Re: The Developer Implications of Windows XP SP2
From: Maxim S. Shatskih (maxim_at_STORAGECRAFT.COM)
Date: 11/16/03
- Previous message: Arturo Esquivel: "Pop-under Ads offering Security checks and Updates"
- In reply to: Robert Heinig: "Re: The Developer Implications of Windows XP SP2"
- Messages sorted by: [ date ] [ thread ] [ subject ] [ author ] [ attachment ]
Date: Sun, 16 Nov 2003 19:56:42 +0300 To: NTBUGTRAQ@LISTSERV.NTBUGTRAQ.COM
> Such a hardware feature has been introduced recently by intel, namely in the
> 80286 microprocessor. All Windows versions I am aware of already contain
> provisions to *circumvent* this feature!
Yes, this is segmentation, and I can even recommend a way for MS to fix this in
NT OSes:
- invent a "boundary" in user mode address spaces, like - first 1.5 GB of
virtual addresses are "below" the boundary, while the last .5 GB is "above" the
boundary.
- the boundary can be per-process and dynamic.
- the user-mode stacks are always located above the boundary, while the rest of
user mode stuff - including mapped DLL images even for system DLLs - are below.

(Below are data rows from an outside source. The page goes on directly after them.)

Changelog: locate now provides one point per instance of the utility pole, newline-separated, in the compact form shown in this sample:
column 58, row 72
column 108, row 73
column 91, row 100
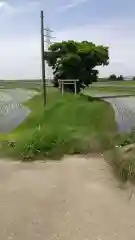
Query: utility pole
column 48, row 41
column 45, row 37
column 42, row 58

- the user-mode CS segment descriptor has the length which is up to the
boundary.
This makes the user stacks non-executable. Implementation would be trivial -
allocate user stacks (in CreateThread and CreateProcess) only above the
boundary, and all other memory - including the mapped files - below the
boundary. Then patch the CS descriptor in the GDT table in the kernel. If the
boundary is per-process or dynamic - then SwapContext must do this.
Then - and this is the main point while only MS can do this - rebase the system
DLLs to be loaded below the boundary. The system DLLs are shipped without the
relocation tables, so, the 3rd parties cannot implement this.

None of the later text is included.